Convenience function to assert precomputed parameters

Parameters

preprocess_function_name (string) – Name of the preprocessing function used to turn events into features. Can be any of the functions present in metavision_ml.preprocessing or one registered by the user.
delta_t (int) – Duration of used events slice in us.

get_time(): Cut Inner Reader Time

get_vis_func(): Returns the visualization function corresponding to the preprocessing being used.

Registering a new preprocessing function

If you write your own preprocessing function you can make it available to existing modules with this API.

metavision_ml.preprocessing.register_new_preprocessing(preproc_name, n_input_channels, function, viz_function, kwargs={'max_incr_per_pixel': 5, 'preprocess_dtype': dtype('float32')})

Registers a new preprocessing function to be available across the package.

This must be done each time the python interpreter is invoked.

Parameters

preproc_name (string) – Name of the preprocessing function, has to be unique.
n_input_channels (int) – Number of channels in the resulting tensor.
function (function) – Preprocessing function. Its signature must be function(events, tensor, **kwargs) -> None
viz_function (function) – Visualization function. Its signature must be viz_function(tensor) -> img (nd.array H x W x 3)
kwargs (dict) – Dictionary of optional arguments to be passed to the function.
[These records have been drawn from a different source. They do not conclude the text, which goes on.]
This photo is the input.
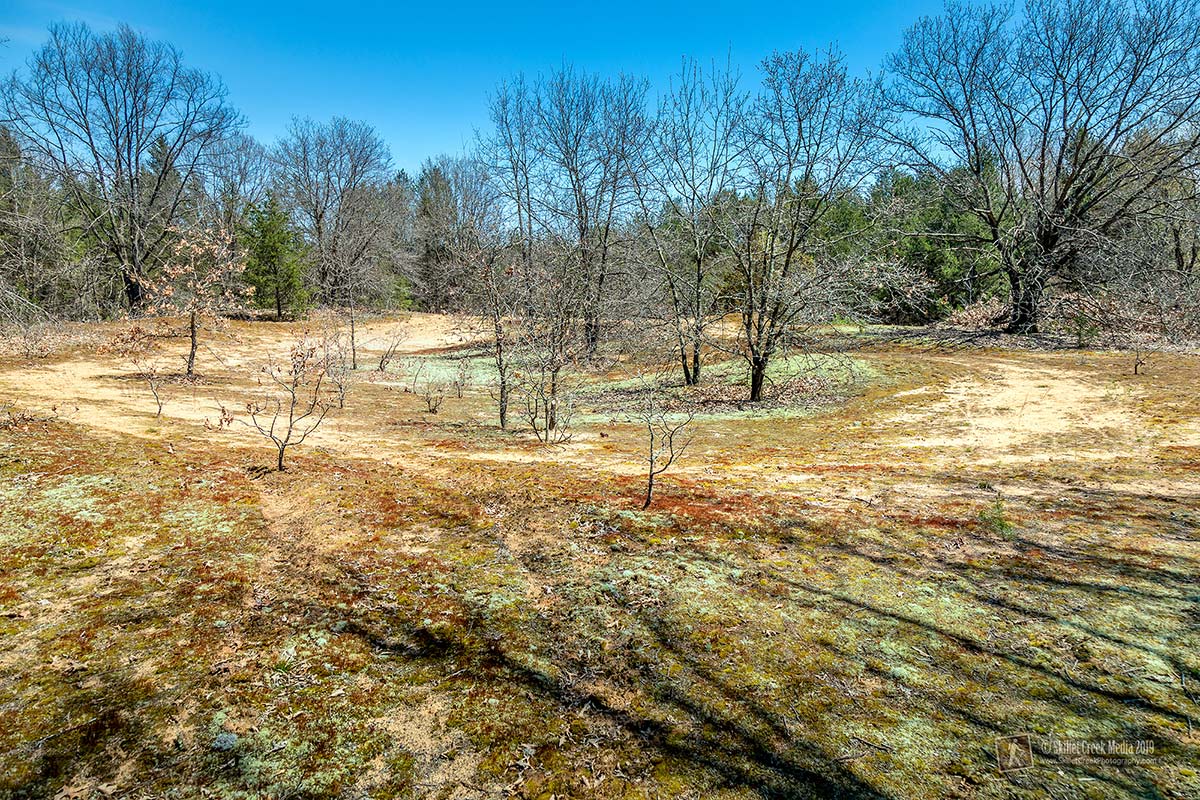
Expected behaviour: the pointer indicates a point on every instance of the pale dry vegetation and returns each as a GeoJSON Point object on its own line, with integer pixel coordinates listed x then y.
{"type": "Point", "coordinates": [853, 596]}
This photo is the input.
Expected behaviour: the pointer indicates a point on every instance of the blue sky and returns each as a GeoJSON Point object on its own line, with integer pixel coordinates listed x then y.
{"type": "Point", "coordinates": [420, 73]}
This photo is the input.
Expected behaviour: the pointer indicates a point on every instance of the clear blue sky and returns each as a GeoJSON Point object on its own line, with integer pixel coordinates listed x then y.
{"type": "Point", "coordinates": [420, 73]}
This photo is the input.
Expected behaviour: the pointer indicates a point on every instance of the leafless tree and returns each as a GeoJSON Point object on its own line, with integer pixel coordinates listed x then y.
{"type": "Point", "coordinates": [330, 175]}
{"type": "Point", "coordinates": [238, 175]}
{"type": "Point", "coordinates": [335, 178]}
{"type": "Point", "coordinates": [1054, 127]}
{"type": "Point", "coordinates": [201, 280]}
{"type": "Point", "coordinates": [690, 164]}
{"type": "Point", "coordinates": [295, 401]}
{"type": "Point", "coordinates": [808, 148]}
{"type": "Point", "coordinates": [665, 433]}
{"type": "Point", "coordinates": [391, 344]}
{"type": "Point", "coordinates": [126, 127]}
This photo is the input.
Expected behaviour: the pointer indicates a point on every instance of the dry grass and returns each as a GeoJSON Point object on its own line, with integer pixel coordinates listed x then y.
{"type": "Point", "coordinates": [853, 600]}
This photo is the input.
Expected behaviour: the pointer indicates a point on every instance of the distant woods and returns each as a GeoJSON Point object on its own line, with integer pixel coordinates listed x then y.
{"type": "Point", "coordinates": [1043, 160]}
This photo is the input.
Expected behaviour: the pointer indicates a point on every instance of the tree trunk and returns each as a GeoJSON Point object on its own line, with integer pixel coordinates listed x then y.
{"type": "Point", "coordinates": [687, 367]}
{"type": "Point", "coordinates": [504, 402]}
{"type": "Point", "coordinates": [591, 334]}
{"type": "Point", "coordinates": [354, 346]}
{"type": "Point", "coordinates": [757, 376]}
{"type": "Point", "coordinates": [552, 402]}
{"type": "Point", "coordinates": [191, 353]}
{"type": "Point", "coordinates": [1026, 289]}
{"type": "Point", "coordinates": [133, 292]}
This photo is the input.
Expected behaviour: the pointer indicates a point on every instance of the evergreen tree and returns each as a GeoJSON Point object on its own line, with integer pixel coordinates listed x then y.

metavision_ml.preprocessing.get_preprocess_dict(preproc_name)

Returns a mutable dict describing a preprocessing function.

preproc_name (string): Name of the preprocessing function, already existing one or previously registered.

metavision_ml.preprocessing.get_preprocess_function_names(): Returns the names of all existing and registered preprocessing functions.